Actually, some Republicans in the past have demonstrated integrity and courage, such as Sen. Margaret Chase Smith with her “declaration of conscience” against Joe McCarthy. Barry Goldwater told President Nixon in 1974 that only 12-15 senators would still vote against his conviction and removal from office. Nixon soon resigned and flew off to San Clemente.

In the last decade, however, about the only GOP gesture of independence was Sen. John McCain’s thumbs-down on the Senate floor, which saved the Affordable Care Act. And occasional actions of Lisa Murkowski and Mitt Romney.

Now, sounds of discontent are being heard in the provinces. The Elon Musk wrecking crew has decreed 60 layoffs at the Hanford Nuclear Reservation, site of the nation’s premier nuclear-waste cleanup.

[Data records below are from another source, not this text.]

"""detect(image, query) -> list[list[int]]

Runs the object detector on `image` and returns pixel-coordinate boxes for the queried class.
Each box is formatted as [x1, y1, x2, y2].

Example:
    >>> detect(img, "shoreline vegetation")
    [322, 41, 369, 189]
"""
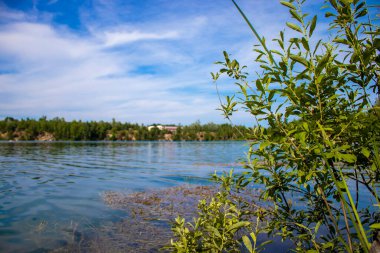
[41, 184, 261, 253]
[0, 117, 250, 141]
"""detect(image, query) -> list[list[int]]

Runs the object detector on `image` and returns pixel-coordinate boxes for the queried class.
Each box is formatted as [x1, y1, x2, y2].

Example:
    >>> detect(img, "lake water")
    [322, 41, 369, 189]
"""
[0, 142, 247, 252]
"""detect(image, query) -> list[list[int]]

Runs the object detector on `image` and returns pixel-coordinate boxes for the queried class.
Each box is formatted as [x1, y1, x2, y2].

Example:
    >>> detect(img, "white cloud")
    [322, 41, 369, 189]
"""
[0, 1, 330, 124]
[104, 31, 179, 47]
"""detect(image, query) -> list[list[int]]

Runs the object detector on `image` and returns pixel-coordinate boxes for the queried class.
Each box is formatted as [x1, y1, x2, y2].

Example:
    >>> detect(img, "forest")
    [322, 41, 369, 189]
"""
[0, 116, 249, 141]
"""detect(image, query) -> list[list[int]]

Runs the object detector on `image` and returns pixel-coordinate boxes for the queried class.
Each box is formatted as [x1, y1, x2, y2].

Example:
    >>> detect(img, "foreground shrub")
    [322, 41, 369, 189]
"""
[172, 0, 380, 252]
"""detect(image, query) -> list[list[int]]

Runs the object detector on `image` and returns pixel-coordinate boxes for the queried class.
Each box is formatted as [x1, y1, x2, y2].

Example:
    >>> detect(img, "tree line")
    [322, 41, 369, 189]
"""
[0, 116, 249, 141]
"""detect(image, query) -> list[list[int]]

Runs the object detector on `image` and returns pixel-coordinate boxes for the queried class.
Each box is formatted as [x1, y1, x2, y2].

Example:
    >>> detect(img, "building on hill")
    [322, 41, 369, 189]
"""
[148, 125, 177, 133]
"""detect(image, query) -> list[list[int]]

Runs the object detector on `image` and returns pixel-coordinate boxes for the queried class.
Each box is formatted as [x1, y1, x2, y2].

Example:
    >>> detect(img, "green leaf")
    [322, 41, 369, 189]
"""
[242, 235, 253, 253]
[256, 79, 265, 93]
[289, 9, 302, 23]
[207, 226, 222, 238]
[289, 54, 309, 67]
[259, 141, 271, 151]
[309, 16, 317, 37]
[227, 221, 251, 232]
[286, 22, 302, 33]
[340, 154, 356, 163]
[362, 147, 371, 158]
[280, 1, 297, 10]
[369, 223, 380, 229]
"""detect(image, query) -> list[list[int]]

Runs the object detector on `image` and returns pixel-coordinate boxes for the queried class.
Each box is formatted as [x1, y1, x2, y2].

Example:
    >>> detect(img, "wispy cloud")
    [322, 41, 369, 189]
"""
[0, 0, 338, 124]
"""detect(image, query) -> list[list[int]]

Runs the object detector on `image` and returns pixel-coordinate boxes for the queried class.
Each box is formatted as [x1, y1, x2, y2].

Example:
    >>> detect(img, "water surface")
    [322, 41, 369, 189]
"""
[0, 142, 247, 252]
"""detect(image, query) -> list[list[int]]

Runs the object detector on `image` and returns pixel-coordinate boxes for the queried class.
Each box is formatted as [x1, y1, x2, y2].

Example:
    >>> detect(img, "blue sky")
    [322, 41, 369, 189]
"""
[0, 0, 376, 125]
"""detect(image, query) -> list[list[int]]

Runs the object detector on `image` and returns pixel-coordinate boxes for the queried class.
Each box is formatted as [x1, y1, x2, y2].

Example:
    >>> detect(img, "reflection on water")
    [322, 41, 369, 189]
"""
[0, 142, 247, 252]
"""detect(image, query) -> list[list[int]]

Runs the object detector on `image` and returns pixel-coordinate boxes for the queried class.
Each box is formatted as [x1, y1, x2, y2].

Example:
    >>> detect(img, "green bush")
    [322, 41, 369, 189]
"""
[173, 0, 380, 252]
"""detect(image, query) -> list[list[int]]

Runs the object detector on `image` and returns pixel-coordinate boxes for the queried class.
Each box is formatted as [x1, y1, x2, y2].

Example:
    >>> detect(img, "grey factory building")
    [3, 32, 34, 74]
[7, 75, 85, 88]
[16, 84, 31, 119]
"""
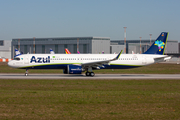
[11, 37, 110, 57]
[11, 37, 179, 58]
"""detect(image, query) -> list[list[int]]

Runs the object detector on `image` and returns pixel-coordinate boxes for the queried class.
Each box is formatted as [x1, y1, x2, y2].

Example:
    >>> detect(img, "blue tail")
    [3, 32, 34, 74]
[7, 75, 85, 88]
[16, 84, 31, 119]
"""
[143, 32, 169, 55]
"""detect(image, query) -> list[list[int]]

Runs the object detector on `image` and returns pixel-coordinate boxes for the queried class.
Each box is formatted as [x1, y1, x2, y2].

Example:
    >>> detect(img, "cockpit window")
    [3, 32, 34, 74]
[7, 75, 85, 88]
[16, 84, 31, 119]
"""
[14, 57, 20, 60]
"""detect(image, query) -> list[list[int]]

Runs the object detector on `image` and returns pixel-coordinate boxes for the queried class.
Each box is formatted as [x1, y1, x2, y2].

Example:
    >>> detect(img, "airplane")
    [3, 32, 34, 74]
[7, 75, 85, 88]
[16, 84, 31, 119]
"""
[14, 48, 22, 57]
[50, 48, 55, 54]
[8, 32, 171, 77]
[65, 48, 80, 54]
[65, 48, 71, 54]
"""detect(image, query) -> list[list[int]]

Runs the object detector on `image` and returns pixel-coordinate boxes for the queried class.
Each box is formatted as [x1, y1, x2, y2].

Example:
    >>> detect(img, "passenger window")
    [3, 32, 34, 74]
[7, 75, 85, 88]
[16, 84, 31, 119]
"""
[14, 57, 20, 60]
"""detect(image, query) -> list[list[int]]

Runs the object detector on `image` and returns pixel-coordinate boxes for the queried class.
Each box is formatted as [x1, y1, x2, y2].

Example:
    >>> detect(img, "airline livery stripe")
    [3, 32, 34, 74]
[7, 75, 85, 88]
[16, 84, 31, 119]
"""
[0, 59, 13, 62]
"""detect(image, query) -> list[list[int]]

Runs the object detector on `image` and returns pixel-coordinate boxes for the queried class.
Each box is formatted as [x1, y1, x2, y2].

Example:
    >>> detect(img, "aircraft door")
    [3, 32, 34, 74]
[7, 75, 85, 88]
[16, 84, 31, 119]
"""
[77, 57, 83, 63]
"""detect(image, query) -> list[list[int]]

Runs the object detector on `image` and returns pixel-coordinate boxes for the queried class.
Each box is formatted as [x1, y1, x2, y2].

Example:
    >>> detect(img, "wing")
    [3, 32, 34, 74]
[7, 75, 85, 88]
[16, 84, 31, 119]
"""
[81, 50, 123, 69]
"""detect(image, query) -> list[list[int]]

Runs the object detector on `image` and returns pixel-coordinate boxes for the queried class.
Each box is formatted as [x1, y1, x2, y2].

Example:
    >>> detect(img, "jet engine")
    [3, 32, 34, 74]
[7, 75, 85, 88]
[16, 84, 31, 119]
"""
[63, 65, 83, 74]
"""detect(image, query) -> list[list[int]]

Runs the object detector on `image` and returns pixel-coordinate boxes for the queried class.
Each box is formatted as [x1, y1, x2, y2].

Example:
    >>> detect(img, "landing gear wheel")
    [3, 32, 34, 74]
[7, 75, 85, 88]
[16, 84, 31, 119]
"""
[86, 72, 90, 76]
[90, 72, 95, 77]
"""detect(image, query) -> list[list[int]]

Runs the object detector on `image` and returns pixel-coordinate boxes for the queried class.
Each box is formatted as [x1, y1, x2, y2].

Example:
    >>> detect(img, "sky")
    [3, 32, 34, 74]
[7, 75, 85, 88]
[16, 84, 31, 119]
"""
[0, 0, 180, 42]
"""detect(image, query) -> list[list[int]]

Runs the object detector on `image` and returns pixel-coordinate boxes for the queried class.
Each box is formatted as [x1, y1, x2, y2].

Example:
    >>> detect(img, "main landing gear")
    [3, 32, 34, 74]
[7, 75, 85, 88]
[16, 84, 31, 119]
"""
[25, 69, 28, 76]
[86, 72, 95, 77]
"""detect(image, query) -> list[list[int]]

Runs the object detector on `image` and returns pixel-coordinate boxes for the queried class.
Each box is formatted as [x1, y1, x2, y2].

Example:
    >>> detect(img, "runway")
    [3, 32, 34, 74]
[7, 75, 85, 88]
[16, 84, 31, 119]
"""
[0, 73, 180, 80]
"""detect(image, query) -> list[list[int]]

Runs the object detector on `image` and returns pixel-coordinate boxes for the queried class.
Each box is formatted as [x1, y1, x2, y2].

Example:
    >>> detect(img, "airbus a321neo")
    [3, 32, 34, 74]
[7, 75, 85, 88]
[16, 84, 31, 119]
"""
[8, 32, 171, 76]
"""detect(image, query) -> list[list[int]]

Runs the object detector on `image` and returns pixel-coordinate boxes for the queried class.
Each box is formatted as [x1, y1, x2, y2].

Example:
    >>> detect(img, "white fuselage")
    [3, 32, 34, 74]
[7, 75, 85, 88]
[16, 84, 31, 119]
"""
[8, 54, 168, 69]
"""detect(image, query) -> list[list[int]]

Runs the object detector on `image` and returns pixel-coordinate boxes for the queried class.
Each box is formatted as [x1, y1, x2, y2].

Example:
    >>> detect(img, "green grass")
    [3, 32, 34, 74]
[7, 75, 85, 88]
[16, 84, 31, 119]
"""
[0, 80, 180, 120]
[0, 63, 180, 74]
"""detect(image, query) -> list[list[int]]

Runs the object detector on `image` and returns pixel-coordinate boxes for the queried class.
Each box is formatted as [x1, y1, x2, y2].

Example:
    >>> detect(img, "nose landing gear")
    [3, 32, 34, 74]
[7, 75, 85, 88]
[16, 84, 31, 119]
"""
[25, 69, 28, 76]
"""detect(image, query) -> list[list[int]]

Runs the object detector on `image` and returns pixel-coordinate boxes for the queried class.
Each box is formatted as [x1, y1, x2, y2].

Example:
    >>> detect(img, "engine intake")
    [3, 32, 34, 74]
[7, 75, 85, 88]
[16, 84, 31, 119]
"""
[63, 65, 83, 74]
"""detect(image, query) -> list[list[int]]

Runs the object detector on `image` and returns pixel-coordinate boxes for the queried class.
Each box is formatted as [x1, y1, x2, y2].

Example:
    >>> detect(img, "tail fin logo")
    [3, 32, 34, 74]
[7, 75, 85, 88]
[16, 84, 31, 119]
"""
[154, 40, 165, 51]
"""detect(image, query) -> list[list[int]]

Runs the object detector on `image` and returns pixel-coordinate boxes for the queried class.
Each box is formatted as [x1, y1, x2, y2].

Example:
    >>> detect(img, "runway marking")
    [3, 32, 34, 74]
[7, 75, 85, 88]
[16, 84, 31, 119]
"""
[0, 73, 180, 80]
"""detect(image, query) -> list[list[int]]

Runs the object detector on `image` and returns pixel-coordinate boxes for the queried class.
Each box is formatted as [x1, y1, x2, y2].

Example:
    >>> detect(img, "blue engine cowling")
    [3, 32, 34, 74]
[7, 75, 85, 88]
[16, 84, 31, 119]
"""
[63, 65, 83, 74]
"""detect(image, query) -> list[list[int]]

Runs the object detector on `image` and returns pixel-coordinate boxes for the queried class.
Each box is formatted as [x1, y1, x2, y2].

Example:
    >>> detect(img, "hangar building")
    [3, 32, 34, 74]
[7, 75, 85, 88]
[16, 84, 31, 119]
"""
[11, 37, 179, 58]
[0, 40, 11, 59]
[11, 37, 110, 58]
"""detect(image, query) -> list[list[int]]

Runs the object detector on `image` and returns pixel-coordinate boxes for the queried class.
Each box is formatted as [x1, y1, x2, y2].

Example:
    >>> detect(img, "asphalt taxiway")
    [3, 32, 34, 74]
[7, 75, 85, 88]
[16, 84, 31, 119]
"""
[0, 73, 180, 80]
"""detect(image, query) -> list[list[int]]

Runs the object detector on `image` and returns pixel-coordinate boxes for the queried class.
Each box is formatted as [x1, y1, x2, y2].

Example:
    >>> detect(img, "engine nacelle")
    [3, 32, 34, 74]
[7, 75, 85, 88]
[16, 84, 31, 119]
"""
[63, 65, 83, 74]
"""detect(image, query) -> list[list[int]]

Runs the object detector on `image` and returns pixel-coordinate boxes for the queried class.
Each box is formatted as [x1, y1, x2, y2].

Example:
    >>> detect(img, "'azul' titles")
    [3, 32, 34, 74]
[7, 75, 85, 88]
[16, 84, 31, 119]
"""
[30, 56, 50, 63]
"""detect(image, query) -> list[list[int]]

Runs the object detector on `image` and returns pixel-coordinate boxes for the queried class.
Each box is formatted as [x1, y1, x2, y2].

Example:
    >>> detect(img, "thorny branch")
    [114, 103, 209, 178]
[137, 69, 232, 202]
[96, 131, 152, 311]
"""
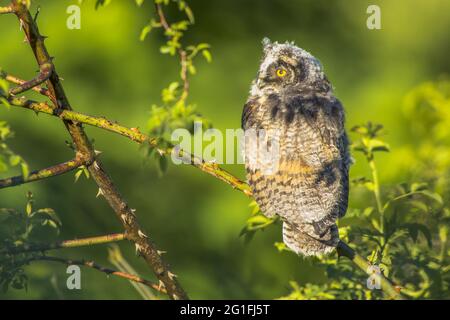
[0, 0, 403, 299]
[25, 256, 167, 294]
[155, 2, 189, 101]
[0, 233, 127, 254]
[3, 0, 188, 299]
[0, 154, 89, 189]
[3, 94, 402, 299]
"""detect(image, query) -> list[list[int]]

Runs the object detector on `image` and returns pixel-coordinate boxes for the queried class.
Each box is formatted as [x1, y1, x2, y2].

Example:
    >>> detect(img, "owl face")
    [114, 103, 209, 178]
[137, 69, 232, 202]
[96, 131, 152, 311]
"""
[252, 38, 328, 94]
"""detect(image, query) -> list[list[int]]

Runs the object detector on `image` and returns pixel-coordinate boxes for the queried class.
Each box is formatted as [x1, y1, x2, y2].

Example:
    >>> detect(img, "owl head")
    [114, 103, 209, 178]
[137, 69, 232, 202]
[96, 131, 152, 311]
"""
[252, 38, 331, 93]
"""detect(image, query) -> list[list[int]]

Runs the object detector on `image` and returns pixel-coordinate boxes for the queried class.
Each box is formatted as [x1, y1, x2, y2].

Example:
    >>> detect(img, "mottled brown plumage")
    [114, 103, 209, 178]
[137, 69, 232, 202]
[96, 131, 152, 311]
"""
[242, 40, 350, 256]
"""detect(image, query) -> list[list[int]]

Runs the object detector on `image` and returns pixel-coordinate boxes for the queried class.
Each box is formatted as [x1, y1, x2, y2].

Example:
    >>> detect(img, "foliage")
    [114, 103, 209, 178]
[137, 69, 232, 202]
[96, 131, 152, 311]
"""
[258, 82, 450, 299]
[0, 121, 30, 179]
[0, 0, 450, 299]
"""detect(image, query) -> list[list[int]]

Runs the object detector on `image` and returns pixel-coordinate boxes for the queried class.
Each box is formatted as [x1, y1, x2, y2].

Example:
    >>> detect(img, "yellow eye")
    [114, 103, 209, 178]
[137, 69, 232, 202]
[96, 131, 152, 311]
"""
[277, 68, 287, 78]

Musk provoked a blunt message from the Tri-City Herald to Republican U.S. Rep. Dan Newhouse: Do something, say something.

“The Republican majority in Congress, of which Newhouse is a member, has let the President render the legislative branch all but irrelevant,” the Herald argued, asking: “Will funding for the Hanford cleanup be next on the chopping block as a new Secretary of Energy refocuses the department on fossil fuels?”

The Herald noted, “Newhouse doesn’t owe Trump any favors. In a one-time note of independence, Newhouse voted to impeach Trump after the January 6 insurrection. In a payback, Trump backed a MAGA opponent last year and called Newhouse a “weak and pathetic RINO” (Republican In Name Only).

Newhouse is a symbol of wimpy response to Trump-Musk overreach and government gutting. He has mildly voiced “concerns that the consequences of these workforce reductions will have long-term complications at Hanford, the Pacific Northwest National Laboratory, and the Bonneville Power Administration.” 

Similarly, Sen. Jerry Moran, R-Kansas, is “asking for information” about cuts to farm programs. And Senate Majority Leader John Thune says he will see “if there are things that need to be addressed.”

Damned right there are both short and long term implications. Look to the gutting of the BPA, the region’s principal power supplier, and redefinition of Hanford’s high-level and low-level nuclear waste. 

Eastern Washington voters respond to the language of less government but depend on big government. Hanford, PNNL, the Bureau of Reclamation, Fairchild Air Force Base, the Wainwright VA Hospital in Walla Walla, all are major employers in Newhouse’s district and next door in the district of newly elected GOP Rep. Michael Baumgartner.

Here is the opportunity for frustrated folk to make a real difference. Tell these two Republicans to represent your people. Don’t be timid before the bully Trump. With the GOP owning a narrow 220-215 House advantage (smaller with three vacancies), you can curb the wretched excesses. Newhouse needed support from Democrats and Independents to survive.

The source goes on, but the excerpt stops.